Scottish Prime Minister Nicola Sturgeon asked the British government on Monday “in the spirit of cooperation” to approve a new independence referendum.
“Democracy must – and will win -“, the ruling Scottish National Party (SNP) leader said in a speech at the end of the group’s annual conference, allowing the people of Scotland to once again vote on the country’s future.
“My approach to governance and politics will be as collaborative and not confrontational as possible. The experience of the pandemic and the challenges we face as a result confirm that this is the right approach. Yes, and in this spirit of cooperation I hope the Scottish and UK governments can come to an agreement – as we did in 2014 To allow the democratic wishes of the people of Scotland to be heard and respected,” said Sturgeon.

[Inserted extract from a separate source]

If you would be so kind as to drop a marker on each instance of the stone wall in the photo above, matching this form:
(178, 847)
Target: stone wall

And it called for another referendum before the end of 2023 if the epidemic allows it. She argued: “The crisis is not over yet, but we will get through it. And then it will be time to think not of the past, but of Scotland’s future. To determine who should be responsible for that future.” She stressed that she had an “indisputable mandate” to hold a second independence referendum.
“The people of Scotland have the right to make that choice. The United Kingdom is, after all, a voluntary union of nations. Until recently, no one seriously questioned the right of the Scottish people to choose whether or not to become independent. Frankly, it was not the Westminster government that It has only six MPs in Scotland, who can decide our future without the consent of the people who live here. As an independent country, cooperation between Scotland and our friends will continue throughout the UK, but on better terms: Scotland will be an equal partner “- said Sturgeon.
On Sunday, delegates to the SNP conference overwhelmingly supported Sturgeon’s position that the goal is to hold a referendum by the end of 2023, but that it will not be announced until all restrictions related to the coronavirus pandemic are lifted.
Sturgeon argues that the mandate of the referendum is that the pro-independence parties – the Scottish National Party and the Scottish Green Party – have a clear majority in the Scottish Parliament. However, in the May elections, they obtained the same percentage of the votes of the opposition parties to independence. Supporters of Scotland’s secession from the United Kingdom have won only one of seven polls conducted since the election.
For the referendum to be effective, it must be approved by the government in London, but Prime Minister Boris Johnson is against it. He argues that the entire country should now focus on recovering from the pandemic, rather than addressing issues that are creating significant social divisions. The first referendum was agreed in 2014 with the British government. It was won by opponents of independence by 55:45 per cent.